The first processing step derives Top Of Atmosphere (TOA) reflectances and brightness temperatures from the raw HRTP data. These data are radiometrically corrected (NOAA OSPO). The pixels are still in orbit geometry, appending latitude and longitude layer define the spatial registration. An additional calibration process retrieves calibration correction factors, which are applied by the subsequent scientific data processors. The factors are derived for each sensor on a daily base using a shifting window of 30 days with recorded reflectances over the CEOS site Lybia-4. The band references for the correction are average values from a selection of NOAA OSPO calibrated NOAA-19 reflectances.

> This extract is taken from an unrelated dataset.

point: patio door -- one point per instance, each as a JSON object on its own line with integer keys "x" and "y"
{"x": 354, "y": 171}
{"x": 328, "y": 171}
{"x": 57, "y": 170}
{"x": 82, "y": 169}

Due to minor satellite position and orbit uncertainties, the geolocation of AVHRR data is known to be imprecise. This can cause geolocation errors of up to 10km per pixel - a major obstacle for necessary compositing/mosaicking of images for time series analysis. In TIMELINE, a first guess of latitude and longitude positions is made by the TeraScan software developed by SeaSpace by adjusting the earth location parameters in order to achieve the best land/water boundary fit based on a given land/water boundary dataset. As this procedure still leaves some geolocation flaws, an additional chip matching is introduced. This method is based on two techniques. Both of them similarly attempt to find the best match between small image chips taken from a reference water mask in the first, and from a median Normalized Difference Vegetation Index (NDVI) mask in the second round. The latitude and longitude layer are updated to the position of the best matches using a third order polynomial, taking into account that location shifts may vary across the image. The chip matching procedure is described in detail in Dietz et al. (2017).
AVHRR reflectance over Europe
Dietz, A; Frey, C; Ruppert, T; Bachmann, M; Künzer, C & Dech, S (2017): Automated Improvement of Geolocation Accuracy in AVHRR Data Using a Two-Step Chip Matching Approach — A Part of the TIMELINE Preprocessor. Remote Sensing 9 (4): 303.